İkinci rekâta أَعُوذُ بِاللَّهِ مِنَ الشَّيْطَانِ الرَّجِيمِ der. Ardından aşikâr olarak (Hanefi mezhebine göre ise gizlice) besmele çeker. Birinci rekâtta olduğu gibi Fatiha ve zammı sureyi okur. Ancak ikinci rekâtın kıraati birinciye göre biraz kısa tutulur. Kıraattan sonra rükûa varılır. Rükûdan kalkınca sabah namazının farzında ise kunut duası okunur.

اَللّٰهُمَّ اهْدِنِي فِيمَنْ هَدَيْتَ، وَعَافِنِي فِيمَنْ عَافَيْتَ، وَتَوَلَّنِي فِيمَنْ تَوَلَّيْتَ، وَبَارِكْ لِي فِيمَا أَعْطَيْتَ، وَقِنِي شَرَّ مَا قَضَيْتَ، فَإِنَّكَ تَقْضِي وَلَا يُقْضَى عَلَيْكَ، وَإِنَّهُ لَا يَذِلُّ مَنْ وَالَيْتَ، وَلَا يَعِزُّ مَنْ عَادَيْتَ، تَبَارَكْتَ رَبَّنَا وَتَعَالَيْتَ، فَلَكَ الْحَمْدُ عَلَى مَا قَضَيْتَ، أَسْتَغْفِرُكَ الّٰلهُمَّ وَأَتوُبُ إلَيْكَ وَصَلّٰى اللهُ عَلَى سَيِّدِنَا مُحَمَّدٍ وَعَلَى آلِهِ وَصَحْبِهِ وَسَلَّمْ

 (Hanefi mezhebine göre kunut duası vitir namazında okunur.) Kunutta eller dua vaziyetinde olduğu gibi semaya kaldırılır.

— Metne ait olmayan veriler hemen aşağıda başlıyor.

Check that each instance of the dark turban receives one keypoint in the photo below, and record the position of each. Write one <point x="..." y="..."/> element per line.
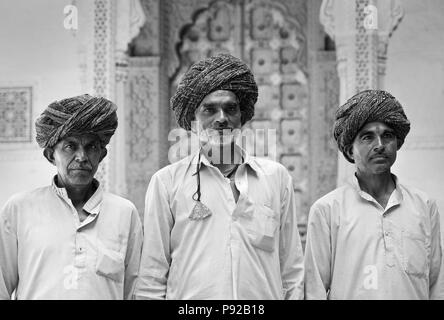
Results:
<point x="220" y="72"/>
<point x="78" y="115"/>
<point x="365" y="107"/>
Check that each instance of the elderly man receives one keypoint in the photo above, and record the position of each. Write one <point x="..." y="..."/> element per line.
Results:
<point x="373" y="238"/>
<point x="71" y="240"/>
<point x="220" y="224"/>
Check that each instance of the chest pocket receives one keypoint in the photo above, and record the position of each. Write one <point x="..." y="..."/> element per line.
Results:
<point x="261" y="226"/>
<point x="110" y="264"/>
<point x="415" y="254"/>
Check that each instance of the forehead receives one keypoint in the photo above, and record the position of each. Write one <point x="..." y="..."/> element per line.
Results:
<point x="82" y="138"/>
<point x="219" y="96"/>
<point x="376" y="126"/>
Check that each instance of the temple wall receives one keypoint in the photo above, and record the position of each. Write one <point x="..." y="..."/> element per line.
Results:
<point x="40" y="61"/>
<point x="415" y="75"/>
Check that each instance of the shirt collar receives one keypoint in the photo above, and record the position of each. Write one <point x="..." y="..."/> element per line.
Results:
<point x="92" y="206"/>
<point x="395" y="198"/>
<point x="247" y="159"/>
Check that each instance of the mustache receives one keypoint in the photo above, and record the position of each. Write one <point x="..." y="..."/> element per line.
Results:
<point x="379" y="155"/>
<point x="86" y="168"/>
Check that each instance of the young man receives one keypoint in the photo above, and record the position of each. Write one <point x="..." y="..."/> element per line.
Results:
<point x="374" y="238"/>
<point x="220" y="224"/>
<point x="71" y="240"/>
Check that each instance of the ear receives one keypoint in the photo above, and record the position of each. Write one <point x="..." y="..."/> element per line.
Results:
<point x="104" y="153"/>
<point x="349" y="152"/>
<point x="49" y="155"/>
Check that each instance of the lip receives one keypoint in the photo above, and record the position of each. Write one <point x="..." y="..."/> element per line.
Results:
<point x="379" y="157"/>
<point x="80" y="169"/>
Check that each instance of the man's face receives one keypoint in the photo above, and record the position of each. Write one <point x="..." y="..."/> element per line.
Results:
<point x="374" y="148"/>
<point x="218" y="115"/>
<point x="77" y="159"/>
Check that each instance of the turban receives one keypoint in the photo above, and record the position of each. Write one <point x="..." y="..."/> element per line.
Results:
<point x="364" y="107"/>
<point x="78" y="115"/>
<point x="220" y="72"/>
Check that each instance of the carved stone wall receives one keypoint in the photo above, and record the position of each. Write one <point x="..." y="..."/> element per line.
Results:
<point x="15" y="114"/>
<point x="270" y="36"/>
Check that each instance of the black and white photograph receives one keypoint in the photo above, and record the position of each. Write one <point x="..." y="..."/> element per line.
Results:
<point x="222" y="150"/>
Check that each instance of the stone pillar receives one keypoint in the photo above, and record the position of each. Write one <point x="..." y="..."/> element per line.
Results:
<point x="127" y="19"/>
<point x="361" y="30"/>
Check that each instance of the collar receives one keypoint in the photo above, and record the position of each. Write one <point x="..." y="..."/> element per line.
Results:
<point x="247" y="159"/>
<point x="92" y="206"/>
<point x="395" y="198"/>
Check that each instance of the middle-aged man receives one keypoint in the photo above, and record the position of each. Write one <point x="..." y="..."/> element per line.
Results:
<point x="373" y="238"/>
<point x="71" y="240"/>
<point x="220" y="224"/>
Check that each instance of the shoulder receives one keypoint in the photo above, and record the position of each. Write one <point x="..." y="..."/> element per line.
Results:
<point x="119" y="203"/>
<point x="418" y="197"/>
<point x="30" y="197"/>
<point x="171" y="171"/>
<point x="334" y="198"/>
<point x="269" y="167"/>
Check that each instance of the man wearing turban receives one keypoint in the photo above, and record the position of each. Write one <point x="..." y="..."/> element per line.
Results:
<point x="220" y="223"/>
<point x="374" y="238"/>
<point x="71" y="240"/>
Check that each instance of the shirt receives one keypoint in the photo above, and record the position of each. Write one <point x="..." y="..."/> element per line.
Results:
<point x="47" y="253"/>
<point x="356" y="249"/>
<point x="245" y="250"/>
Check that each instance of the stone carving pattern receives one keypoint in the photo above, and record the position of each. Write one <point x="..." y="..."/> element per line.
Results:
<point x="15" y="114"/>
<point x="365" y="58"/>
<point x="276" y="51"/>
<point x="102" y="26"/>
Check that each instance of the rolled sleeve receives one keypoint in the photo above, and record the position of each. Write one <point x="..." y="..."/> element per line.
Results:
<point x="8" y="251"/>
<point x="156" y="255"/>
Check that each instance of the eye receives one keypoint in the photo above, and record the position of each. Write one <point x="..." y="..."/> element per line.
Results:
<point x="366" y="137"/>
<point x="389" y="135"/>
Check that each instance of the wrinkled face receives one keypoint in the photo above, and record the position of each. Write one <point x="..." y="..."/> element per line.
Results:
<point x="77" y="159"/>
<point x="217" y="116"/>
<point x="374" y="148"/>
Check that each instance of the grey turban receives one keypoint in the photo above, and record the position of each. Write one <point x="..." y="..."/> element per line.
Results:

Kunut tamamlanınca eller yüze sürülmeden direk secdeye varılır. İki secdeden sonra üç veya dört rekâtli namazın ilk oturuşuna, iki rekâtlık namazınsa ilk ve aynı zamanda son oturuşuna oturulur. İlk oturuşta iftiraş , son oturuşta ise teverrük şeklinde oturulur. Kadınlar bütün kadelerde teverrük şeklinde otururlar.

Hanefi mezhebine göre ise erkekler bütün kadelerde iftiraş şeklinde otururlar.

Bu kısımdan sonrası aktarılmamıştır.